Alzino la mano quanti sapevano e non hanno parlato. Alzino la mano quanti subiscono ricatti e vessazioni senza avere il coraggio di protestare apertamente, e soprattutto, alzino la mano chi alla fine non sarebbe stato felice di trovarsi al posto del mozzo di Cammarata.
Zitti tutti ed ora stupiti e meravigliati.
A noi non sorprende più di tanto quanto scoperto da Striscia La Notizia sui fatti siciliani, da tempo denunciamo fatti e misfatti siciliani senza che nessuno abbia mai mostrato il minimo interesse, Magistratura inclusa.
La Vicenda del signor Franco Alioto è la conferma del degrado morale e sociale in cui si trova tutta la Sicilia e fa sorridere la sollevazione di scudi di certa parte politica che grida allo scandalo.
Ma soprattutto conferma, se mai ce ne fosse stato bisogno, che gli italiani in genere ed i siciliani in particolare, dopo le telenovela berlusconiana, i furbetti del quartierino, il caso Parmalat, Cirio, e chi più ne ha più ne metta, si sono talmente abituati alla disonestà personale della classe politica e della stessa società, da non prendersela più di tanto e tirare avanti.
Ognuno conserva un ricordo, un interesse, un piccolo giardino da “curare” e quindi nell’interesse generale personale, la fanno da padrone le tre scimmiette.
Non sentire, non parlare, non vedere sono comportamenti generalizzati in Italia e, in particolare in Sicilia. Ma questa non è mafia ? Far crescere una società malata, truffaldina e disonesta senza alzare un dito è comportamento omertoso e quindi … mafioso.

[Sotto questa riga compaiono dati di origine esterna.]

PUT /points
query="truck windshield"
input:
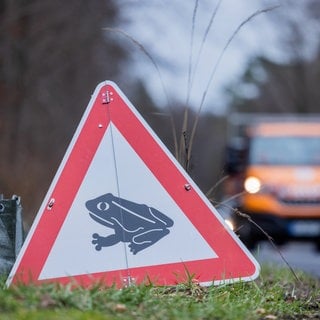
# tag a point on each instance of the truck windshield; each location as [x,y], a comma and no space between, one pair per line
[285,151]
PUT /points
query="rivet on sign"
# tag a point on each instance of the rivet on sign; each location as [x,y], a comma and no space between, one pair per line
[106,97]
[51,203]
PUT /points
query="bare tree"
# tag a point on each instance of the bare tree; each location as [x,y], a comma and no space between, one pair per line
[52,55]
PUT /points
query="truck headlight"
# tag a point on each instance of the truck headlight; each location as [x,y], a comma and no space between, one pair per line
[252,185]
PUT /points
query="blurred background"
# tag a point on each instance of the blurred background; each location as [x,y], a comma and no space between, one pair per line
[209,57]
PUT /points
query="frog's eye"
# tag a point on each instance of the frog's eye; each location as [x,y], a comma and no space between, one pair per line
[103,206]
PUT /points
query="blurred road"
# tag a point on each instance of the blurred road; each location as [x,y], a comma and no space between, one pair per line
[300,256]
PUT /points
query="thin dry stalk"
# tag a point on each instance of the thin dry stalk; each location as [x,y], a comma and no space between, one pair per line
[143,49]
[196,121]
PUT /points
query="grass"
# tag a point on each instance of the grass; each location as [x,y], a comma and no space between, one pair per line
[275,295]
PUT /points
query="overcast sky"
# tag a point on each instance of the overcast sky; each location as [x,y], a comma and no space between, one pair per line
[164,29]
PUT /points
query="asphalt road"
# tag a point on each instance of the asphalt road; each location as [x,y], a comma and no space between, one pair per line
[300,256]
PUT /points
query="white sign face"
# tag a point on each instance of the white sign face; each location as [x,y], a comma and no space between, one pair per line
[117,158]
[121,206]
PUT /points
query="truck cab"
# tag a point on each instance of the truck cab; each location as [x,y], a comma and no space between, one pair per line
[273,167]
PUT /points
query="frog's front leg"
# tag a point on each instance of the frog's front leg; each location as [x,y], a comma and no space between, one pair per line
[146,239]
[100,241]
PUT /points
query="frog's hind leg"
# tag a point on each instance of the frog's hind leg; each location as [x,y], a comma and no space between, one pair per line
[108,241]
[146,239]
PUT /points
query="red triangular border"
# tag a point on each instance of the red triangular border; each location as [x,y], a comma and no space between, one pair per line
[234,262]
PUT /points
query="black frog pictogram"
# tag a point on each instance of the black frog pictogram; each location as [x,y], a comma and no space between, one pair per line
[138,224]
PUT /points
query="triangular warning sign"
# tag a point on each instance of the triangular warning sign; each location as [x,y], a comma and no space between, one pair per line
[122,209]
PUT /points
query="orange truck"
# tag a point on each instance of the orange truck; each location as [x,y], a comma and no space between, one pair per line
[273,175]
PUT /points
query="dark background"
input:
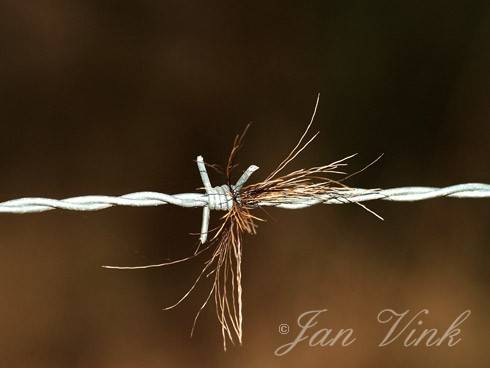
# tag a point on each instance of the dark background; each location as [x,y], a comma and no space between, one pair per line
[112,97]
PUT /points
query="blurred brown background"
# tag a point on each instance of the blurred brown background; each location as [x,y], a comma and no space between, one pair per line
[111,97]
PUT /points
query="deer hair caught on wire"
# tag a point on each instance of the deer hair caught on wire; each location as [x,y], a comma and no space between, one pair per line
[298,189]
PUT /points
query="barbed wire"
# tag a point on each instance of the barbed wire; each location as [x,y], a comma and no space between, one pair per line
[221,198]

Il coraggio di denunciare. Nel settore pubblico in Sicilia, a cominciare proprio dagli enti locali regionali, provinciali, comunale, università e sanità, esistono le prevaricazioni, le baronie, il clientelismo, il familiarismo, e l’aiutino… sempre innocente!

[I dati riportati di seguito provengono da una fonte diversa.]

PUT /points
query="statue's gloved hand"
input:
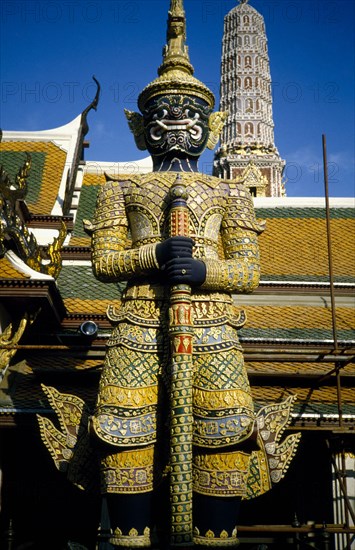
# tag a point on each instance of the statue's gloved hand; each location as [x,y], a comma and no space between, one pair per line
[174,247]
[185,271]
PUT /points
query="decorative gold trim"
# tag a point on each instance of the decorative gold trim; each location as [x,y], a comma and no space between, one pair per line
[132,540]
[210,539]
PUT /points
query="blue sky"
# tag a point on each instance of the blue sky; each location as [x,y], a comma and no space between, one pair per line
[50,49]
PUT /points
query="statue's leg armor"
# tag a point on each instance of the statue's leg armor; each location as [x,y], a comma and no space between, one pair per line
[126,421]
[131,519]
[215,520]
[224,419]
[127,481]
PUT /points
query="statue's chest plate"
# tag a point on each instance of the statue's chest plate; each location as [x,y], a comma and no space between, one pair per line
[147,204]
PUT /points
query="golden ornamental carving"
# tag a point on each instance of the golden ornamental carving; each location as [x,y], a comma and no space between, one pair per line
[9,339]
[252,177]
[216,123]
[12,226]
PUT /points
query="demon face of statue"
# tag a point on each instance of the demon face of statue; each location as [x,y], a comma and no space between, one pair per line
[176,126]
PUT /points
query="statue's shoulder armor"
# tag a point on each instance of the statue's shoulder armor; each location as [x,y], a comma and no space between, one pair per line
[110,209]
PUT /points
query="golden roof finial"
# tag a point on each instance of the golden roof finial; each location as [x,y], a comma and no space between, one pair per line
[176,71]
[175,53]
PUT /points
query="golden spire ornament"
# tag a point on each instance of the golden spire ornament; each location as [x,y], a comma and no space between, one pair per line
[176,71]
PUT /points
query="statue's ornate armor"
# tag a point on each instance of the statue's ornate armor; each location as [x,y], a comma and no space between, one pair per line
[131,218]
[174,408]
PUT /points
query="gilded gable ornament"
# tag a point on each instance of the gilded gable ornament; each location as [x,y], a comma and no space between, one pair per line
[13,228]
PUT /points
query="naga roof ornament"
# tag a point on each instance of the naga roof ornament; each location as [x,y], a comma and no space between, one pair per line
[175,74]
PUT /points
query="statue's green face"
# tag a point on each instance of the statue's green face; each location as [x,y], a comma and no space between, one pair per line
[176,126]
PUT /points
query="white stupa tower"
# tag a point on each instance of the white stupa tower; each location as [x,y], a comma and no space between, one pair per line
[247,143]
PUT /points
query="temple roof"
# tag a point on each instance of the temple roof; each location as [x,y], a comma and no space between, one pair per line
[287,339]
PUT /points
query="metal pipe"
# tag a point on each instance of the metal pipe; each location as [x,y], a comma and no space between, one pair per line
[331,276]
[341,484]
[330,256]
[332,528]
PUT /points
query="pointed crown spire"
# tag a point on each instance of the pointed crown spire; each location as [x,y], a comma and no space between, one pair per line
[176,72]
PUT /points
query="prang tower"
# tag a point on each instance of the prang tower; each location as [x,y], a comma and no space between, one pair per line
[247,143]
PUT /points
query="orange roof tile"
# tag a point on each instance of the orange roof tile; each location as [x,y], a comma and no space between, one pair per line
[298,246]
[8,271]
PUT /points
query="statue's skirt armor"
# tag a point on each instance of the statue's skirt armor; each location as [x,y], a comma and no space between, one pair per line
[134,393]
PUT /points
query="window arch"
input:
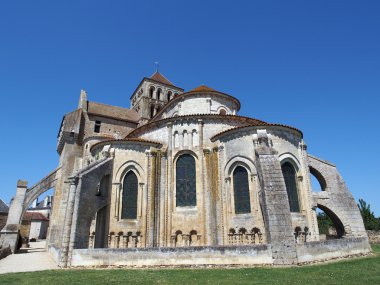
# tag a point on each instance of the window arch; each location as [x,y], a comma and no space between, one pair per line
[130,189]
[185,181]
[159,91]
[290,177]
[152,111]
[241,191]
[169,96]
[151,91]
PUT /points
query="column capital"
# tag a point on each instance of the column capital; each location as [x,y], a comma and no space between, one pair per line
[22,184]
[72,180]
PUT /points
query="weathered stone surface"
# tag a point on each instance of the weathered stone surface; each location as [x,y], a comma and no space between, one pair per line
[99,144]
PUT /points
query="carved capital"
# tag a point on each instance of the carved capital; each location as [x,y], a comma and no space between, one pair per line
[72,180]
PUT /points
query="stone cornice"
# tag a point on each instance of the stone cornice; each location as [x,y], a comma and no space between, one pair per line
[126,141]
[242,128]
[180,97]
[203,117]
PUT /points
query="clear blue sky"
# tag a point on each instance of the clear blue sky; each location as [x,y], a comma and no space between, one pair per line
[314,65]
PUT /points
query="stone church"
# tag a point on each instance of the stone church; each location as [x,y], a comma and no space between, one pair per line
[180,178]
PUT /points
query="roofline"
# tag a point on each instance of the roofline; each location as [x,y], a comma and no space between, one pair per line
[109,117]
[126,140]
[114,118]
[218,116]
[196,92]
[155,81]
[232,130]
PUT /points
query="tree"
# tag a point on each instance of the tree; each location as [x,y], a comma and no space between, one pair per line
[369,219]
[324,223]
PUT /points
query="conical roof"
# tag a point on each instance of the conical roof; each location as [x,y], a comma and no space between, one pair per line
[160,78]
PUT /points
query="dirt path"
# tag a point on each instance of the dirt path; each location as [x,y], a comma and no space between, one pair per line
[34,258]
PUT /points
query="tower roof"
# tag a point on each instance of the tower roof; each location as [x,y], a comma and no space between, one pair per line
[202,88]
[3,207]
[160,78]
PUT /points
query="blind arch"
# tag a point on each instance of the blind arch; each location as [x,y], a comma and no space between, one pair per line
[290,177]
[185,181]
[130,191]
[241,191]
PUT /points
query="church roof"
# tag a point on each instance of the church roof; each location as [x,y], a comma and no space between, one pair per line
[34,216]
[125,140]
[203,88]
[246,121]
[199,89]
[3,207]
[239,128]
[160,78]
[113,112]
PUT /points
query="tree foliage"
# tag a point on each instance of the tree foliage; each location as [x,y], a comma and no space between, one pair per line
[369,219]
[324,223]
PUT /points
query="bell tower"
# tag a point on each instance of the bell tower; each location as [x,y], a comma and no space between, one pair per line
[152,94]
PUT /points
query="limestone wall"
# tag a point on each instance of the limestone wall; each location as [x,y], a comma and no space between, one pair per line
[374,237]
[189,256]
[332,249]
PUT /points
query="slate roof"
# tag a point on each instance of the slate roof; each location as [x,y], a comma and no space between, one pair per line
[113,112]
[3,207]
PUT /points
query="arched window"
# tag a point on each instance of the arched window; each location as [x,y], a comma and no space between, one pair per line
[290,177]
[185,181]
[159,91]
[152,111]
[151,91]
[241,191]
[129,207]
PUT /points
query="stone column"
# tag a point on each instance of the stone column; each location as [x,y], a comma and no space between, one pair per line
[274,201]
[170,183]
[9,234]
[73,181]
[307,198]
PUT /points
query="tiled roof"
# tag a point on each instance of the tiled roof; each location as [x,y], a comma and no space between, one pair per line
[3,207]
[246,120]
[34,216]
[160,78]
[138,140]
[199,89]
[203,88]
[258,124]
[114,112]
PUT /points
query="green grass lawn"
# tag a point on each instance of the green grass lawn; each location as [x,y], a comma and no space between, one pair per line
[357,271]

Nel settore privato un vero e proprio comportamento criminale di molti datori di lavoro che assumono in nero, corrispondono un salario vergognoso (si arriva a 200 al mese euro per 12 ore di lavoro al giorno), danno al lavoratore un salario inferiore a quello risultante dallo statino, non concedono ferie, non riconoscono i diritti alla madri lavoratrici, truffano lo stato e l’Inps, eppure, nessuno parla.

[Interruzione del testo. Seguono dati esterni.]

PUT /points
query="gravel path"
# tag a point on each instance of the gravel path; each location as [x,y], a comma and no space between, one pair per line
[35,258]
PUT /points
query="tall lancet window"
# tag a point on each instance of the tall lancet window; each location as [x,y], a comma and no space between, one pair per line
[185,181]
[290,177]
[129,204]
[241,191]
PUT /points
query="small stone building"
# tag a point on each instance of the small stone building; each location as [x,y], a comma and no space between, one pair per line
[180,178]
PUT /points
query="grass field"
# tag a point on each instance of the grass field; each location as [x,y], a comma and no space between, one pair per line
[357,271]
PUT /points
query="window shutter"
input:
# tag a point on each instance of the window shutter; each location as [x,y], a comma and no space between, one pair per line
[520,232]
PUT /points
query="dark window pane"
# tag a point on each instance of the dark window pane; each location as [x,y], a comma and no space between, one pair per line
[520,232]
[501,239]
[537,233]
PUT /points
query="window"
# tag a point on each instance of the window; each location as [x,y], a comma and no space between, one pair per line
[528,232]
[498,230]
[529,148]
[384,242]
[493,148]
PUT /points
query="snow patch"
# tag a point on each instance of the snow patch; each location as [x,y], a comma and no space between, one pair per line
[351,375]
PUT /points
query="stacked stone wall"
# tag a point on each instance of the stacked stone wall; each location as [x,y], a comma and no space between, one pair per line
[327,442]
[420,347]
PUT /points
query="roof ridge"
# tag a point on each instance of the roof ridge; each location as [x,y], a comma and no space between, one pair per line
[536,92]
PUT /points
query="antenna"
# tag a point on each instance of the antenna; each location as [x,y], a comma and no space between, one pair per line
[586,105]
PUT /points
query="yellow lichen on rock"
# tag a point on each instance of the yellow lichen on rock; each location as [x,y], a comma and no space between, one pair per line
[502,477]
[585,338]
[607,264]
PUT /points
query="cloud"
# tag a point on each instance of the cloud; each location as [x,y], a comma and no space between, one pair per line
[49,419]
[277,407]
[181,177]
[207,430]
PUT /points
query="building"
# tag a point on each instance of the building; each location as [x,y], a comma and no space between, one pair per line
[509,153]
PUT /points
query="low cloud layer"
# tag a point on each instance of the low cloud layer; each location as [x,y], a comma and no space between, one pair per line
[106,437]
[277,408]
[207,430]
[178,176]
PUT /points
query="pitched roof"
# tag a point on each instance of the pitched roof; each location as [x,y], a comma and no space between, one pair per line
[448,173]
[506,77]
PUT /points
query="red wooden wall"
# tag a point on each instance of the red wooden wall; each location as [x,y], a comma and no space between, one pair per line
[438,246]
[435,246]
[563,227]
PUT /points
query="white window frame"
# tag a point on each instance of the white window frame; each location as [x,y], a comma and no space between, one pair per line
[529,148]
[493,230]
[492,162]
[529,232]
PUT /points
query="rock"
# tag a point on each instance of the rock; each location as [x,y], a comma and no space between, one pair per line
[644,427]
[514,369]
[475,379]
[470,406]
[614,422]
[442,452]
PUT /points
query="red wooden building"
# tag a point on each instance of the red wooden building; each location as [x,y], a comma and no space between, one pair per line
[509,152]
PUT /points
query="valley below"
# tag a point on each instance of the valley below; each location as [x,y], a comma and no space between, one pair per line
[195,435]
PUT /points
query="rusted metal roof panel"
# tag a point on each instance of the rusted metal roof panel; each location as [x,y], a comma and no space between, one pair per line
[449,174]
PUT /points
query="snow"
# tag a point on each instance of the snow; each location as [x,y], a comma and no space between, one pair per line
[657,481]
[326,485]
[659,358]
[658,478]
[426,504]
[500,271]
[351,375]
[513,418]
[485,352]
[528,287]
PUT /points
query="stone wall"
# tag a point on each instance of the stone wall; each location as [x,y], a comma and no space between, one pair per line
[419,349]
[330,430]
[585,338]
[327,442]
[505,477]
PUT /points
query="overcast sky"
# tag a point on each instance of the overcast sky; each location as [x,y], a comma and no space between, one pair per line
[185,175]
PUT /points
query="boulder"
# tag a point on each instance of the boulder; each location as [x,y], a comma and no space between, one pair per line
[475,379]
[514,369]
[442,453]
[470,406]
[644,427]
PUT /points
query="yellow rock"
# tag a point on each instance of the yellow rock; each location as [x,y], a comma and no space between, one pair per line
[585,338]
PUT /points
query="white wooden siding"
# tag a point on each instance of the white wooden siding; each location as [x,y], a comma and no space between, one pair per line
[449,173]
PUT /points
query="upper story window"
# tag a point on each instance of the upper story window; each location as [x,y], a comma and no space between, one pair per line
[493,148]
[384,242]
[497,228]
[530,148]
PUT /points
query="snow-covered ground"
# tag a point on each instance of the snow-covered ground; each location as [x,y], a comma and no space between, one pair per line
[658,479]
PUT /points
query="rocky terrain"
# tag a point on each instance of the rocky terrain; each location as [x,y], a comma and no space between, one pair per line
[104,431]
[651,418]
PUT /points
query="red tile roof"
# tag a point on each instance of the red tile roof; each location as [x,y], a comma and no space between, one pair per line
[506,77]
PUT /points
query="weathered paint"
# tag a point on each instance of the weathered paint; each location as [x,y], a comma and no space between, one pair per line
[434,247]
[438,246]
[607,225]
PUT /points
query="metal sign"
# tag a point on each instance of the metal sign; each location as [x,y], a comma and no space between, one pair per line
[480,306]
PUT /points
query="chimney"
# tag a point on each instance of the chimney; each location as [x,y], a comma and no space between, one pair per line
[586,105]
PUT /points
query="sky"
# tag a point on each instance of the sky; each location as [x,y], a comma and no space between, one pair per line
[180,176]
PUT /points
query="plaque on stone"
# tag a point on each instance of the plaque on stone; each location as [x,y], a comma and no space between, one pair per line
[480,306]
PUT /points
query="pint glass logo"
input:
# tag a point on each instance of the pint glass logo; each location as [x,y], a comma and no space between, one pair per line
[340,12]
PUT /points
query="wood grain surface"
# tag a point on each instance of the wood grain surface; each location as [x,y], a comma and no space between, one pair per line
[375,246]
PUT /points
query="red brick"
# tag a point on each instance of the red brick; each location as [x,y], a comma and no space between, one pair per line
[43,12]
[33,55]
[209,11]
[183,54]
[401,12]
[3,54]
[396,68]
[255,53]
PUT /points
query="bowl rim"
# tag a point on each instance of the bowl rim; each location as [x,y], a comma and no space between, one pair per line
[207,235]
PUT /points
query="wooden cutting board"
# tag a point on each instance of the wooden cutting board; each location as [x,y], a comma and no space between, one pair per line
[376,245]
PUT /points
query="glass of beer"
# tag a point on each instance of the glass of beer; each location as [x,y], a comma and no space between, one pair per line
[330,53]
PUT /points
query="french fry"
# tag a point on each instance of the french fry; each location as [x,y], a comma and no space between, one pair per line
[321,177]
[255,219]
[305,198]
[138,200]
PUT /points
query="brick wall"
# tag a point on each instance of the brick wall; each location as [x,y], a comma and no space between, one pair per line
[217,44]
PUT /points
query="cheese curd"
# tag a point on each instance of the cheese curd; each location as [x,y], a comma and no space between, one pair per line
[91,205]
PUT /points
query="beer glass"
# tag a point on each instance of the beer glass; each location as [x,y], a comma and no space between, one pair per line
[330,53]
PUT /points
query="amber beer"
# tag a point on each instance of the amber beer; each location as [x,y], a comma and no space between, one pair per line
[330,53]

Per viltà si dice. Per paura di perdere il posto, per paura di non trovare più posto, per paura di rimanere isolato ed emarginato anche dagli stessi colleghi e pseudo amici.
In questa società così malata ecco che i potenti, spesso incapaci, possono attuare comportamenti disonesti convinti dell’impunità giudiziaria e sapendo che il popolo alla fine “comprenderà” e perdonerà.
Ed allora perché stupirsi più di tanto ?
Finché i Siciliani non penseranno con la loro testa e capiranno che questa politica nazional “socialista” imposta dalla casta non si solleveranno, meglio sarebbe, per onestà, non sorprendersi e lasciar perdere, tanto alla fine niente tutto sarà dimenticato e i Siciliani rimarranno “fessi” e contenti, e Cammarata continuerà a ringraziare…
2 commenti







Caro direttore,
qual’è il suo problema? Di che si preoccupa? Per caso crede che la Magistratura (nella sua crociata della legalità e della lotta alla mafia)non metterà le cose a posto e non cercherà di provvedere? E se non lo faranno sarà perché avranno capito che questa classe politica è sportiva e distratta ma che comunque opera per il bene della Sicilia.
Per favore la smetta di pensare che questa classe politica è la dimensione perfetta per “il brodo di cultura della mafia” perché quella vive nei sobborghi siciliani e la magistratura lo sa bene.
Caro Direttore non mi stancherò mai di correggerla.